Includes all 1970 H code 351-2V Windsor engines only. The D0OE-6316-C harmonic balancer is identified by the 4 bolt holes for attaching the crankshaft pulley. Outside diameter is approximately 6-1/4 inches, and 3/4 inches thick. 351-2V Cleveland and 351-2V Windsor engines were both used in 1970, they each have specific balancers, please identify your engine and verify your balancer numbers. Has the timing marks on rim. Refundable $50.00 core charge when rebuildable D0OE-6316-C harmonic balancer is received by WCCC.
Ford part # D0OZ-6316-C, casting # D0OE-6316-C.
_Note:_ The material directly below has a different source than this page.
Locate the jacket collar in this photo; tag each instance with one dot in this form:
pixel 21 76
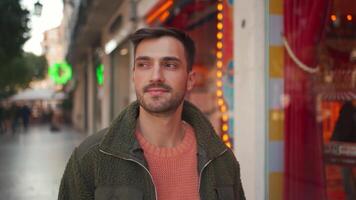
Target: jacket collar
pixel 120 138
*NOTE* When ordering double check that you have a 351 Cleveland engine. It is not uncommon to mistake a 351 Windsor engine for the 351 Cleveland engine. Excludes 1969 351W engines with the three bolt pulley holes. When ordering double check that you have 4 bolts attaching your crankshaft pulley. It is not uncommon for a 1969 version 351W engine to have been substituted over the last 35 plus years.
Click on images to enlarge.
This is a picture of a 40 year old piece of rubber removed from a harmonic balancer. Notice how dry and cracked it is. The premium black silicone (high temperature) rubber we use is not affected by even continual heat (up to 400 F.) or engine motor oil. The modern material used in our balancers cost about $200 per gallon and will not look like what you see here 40 years later. [You will want to prevent submersion in solvents or gasoline as this type of rubber will absorb solvents.]
The little metal staple you see embedded in the rubber below is for anti static purposes, its job is to ground the inner portion of the part to the outer ring. Over the years the low quality metal used is usually deteriorated beyond usefulness.
Our units have this Beryllium copper spring embedded in them for grounding. This spring boasts 201,000 pounds of tensile strength and will ensure you get no radio static as a result of the balancer.